The ability to scale this so that a primary care physician can take a shot of a lesion and have it identify those that need confirmation with a specialist (versus sending everyone to a specialist) means there's a lower demand for specialists.
This expands well beyond dermatologists. No reason why similar image processing techniques can't be used in radiology, reducing a health system's need to hire more radiologists. Or echocardiogram and electrocardiogram interpretation, freeing up the time of cardiologists (so less cardiologists need to be hired in the future).
I am a cardiologist. Our current MUSE electrocardiogram (EKG) system pre-reads the EKGs and has us correct the interpretations. It's correct probably 95% of the time. I can't wait until a similar system gets that good with echocardiograms. It'll free up our time so we can go home earlier in the evenings.
Help! I'm a slashdot refugee.
I think that it's the canary in the coal mine for many medical fields.
I think you are worrying about it more than is justified. My wife is a pathologist so I'm watching this issue closely but so far the net benefit seems to be positive.
Image processing neural nets are getting more powerful and more accessible for hospitals and (more importantly) large hospital networks.
I see little evidence we are danger of them getting powerful enough any time soon to start seriously denting the number of doctors needed. I think they will impact how the doctors do their job (and that's probably good) but mostly in the sense of removing a lot of needless busywork and improving quality of care.
This expands well beyond dermatologists. No reason why similar image processing techniques can't be used in radiology, reducing a health system's need to hire more radiologists. Or echocardiogram and electrocardiogram interpretation, freeing up the time of cardiologists (so less cardiologists need to be hired in the future).
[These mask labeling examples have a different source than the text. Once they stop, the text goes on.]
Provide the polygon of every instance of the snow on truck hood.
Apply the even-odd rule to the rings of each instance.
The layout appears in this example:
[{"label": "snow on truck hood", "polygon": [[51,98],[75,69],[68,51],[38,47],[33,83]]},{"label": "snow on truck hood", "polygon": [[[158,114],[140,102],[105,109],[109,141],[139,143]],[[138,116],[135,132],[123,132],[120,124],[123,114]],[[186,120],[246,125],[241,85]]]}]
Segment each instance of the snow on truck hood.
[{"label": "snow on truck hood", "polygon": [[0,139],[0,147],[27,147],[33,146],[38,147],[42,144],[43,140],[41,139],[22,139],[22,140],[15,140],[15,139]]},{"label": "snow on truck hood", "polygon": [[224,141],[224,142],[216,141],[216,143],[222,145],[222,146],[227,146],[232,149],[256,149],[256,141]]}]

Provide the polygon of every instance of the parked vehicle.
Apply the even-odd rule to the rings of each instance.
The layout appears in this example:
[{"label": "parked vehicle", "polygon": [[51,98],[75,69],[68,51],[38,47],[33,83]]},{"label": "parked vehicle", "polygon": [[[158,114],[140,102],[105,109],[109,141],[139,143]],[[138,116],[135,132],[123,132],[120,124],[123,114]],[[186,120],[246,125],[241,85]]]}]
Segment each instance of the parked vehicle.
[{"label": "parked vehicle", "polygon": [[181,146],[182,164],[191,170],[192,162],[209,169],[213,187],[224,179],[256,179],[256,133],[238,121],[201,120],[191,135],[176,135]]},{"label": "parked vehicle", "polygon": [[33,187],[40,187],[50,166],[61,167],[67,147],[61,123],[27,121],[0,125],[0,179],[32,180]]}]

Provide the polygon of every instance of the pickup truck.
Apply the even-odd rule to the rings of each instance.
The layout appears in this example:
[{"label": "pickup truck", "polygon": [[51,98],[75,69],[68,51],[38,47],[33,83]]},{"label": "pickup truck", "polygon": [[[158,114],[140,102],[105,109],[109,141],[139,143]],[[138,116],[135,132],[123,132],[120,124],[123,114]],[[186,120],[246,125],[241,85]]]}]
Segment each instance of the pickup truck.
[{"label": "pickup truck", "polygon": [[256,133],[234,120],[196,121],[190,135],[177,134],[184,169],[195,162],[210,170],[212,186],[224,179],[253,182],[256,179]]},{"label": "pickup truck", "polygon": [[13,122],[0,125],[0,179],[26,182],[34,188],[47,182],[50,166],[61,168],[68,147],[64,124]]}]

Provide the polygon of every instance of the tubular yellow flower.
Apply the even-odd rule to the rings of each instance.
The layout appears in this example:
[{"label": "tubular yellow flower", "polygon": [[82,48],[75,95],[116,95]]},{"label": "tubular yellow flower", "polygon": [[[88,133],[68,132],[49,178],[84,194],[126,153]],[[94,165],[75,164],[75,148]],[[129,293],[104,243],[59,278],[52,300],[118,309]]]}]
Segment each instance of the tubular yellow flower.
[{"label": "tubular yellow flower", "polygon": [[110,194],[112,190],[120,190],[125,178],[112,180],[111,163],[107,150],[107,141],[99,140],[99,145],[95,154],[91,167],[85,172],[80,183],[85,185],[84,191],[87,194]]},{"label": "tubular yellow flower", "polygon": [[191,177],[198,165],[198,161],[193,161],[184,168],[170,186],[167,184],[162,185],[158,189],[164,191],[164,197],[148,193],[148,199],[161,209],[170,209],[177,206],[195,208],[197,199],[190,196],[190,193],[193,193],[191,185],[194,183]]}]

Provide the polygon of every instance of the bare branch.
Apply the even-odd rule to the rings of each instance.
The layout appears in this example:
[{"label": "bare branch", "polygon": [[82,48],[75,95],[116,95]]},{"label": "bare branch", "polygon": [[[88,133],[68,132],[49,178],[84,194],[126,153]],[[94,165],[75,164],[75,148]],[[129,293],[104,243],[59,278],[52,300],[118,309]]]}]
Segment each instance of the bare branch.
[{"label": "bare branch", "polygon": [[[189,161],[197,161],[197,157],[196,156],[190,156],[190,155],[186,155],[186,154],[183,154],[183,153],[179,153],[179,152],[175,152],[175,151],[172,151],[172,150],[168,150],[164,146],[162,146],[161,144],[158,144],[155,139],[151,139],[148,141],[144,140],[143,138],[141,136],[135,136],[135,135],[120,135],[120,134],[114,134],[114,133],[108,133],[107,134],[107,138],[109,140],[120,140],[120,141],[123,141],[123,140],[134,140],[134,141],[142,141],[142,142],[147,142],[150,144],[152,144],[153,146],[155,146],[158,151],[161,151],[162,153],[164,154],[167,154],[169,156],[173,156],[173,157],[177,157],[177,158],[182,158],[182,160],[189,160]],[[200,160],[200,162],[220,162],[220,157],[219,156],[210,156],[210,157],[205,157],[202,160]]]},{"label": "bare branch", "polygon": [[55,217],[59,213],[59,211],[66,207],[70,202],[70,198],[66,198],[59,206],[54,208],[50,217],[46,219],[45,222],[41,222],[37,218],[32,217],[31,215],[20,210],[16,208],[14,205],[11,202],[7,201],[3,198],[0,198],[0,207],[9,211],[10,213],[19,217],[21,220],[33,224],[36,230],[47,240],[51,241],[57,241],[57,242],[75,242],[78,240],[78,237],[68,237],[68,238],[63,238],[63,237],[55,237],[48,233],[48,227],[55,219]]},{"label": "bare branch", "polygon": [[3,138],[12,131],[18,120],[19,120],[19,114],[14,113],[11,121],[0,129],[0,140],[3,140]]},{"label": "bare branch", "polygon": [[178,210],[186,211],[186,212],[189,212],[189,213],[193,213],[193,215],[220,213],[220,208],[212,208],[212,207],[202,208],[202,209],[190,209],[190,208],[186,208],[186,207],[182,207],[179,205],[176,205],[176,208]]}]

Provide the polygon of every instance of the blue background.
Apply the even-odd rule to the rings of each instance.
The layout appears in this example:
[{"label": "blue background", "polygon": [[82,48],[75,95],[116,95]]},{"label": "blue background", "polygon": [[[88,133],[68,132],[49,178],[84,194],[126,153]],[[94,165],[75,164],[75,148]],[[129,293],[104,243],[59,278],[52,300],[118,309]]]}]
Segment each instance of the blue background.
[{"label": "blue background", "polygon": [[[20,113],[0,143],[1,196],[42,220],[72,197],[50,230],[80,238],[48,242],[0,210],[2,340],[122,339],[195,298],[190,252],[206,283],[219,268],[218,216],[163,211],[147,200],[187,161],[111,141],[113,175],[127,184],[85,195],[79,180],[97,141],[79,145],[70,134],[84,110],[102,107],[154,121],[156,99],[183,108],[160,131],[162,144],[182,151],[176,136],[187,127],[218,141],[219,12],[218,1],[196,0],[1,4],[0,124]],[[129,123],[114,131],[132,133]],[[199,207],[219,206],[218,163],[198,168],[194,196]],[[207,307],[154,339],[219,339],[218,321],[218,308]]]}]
I worked in a radiology clinic about 15 years ago where they were using this sort of tech to help with diagnosis. It helps the radiologist do their job better. It doesn't replace the radiologist. (or pathologist or cardiologist etc) To reduce head count you need to have it have enough of an impact to be a step function. I don't think we are in any real danger of that happening any time soon. Even if we did though it will just change some jobs. My wife is an AP/CP pathologist so instead of looking through a microscope most of the day she might end up looking at a monitor or even reading reports more like a clinical pathologist. That's not a bad thing, it's just different.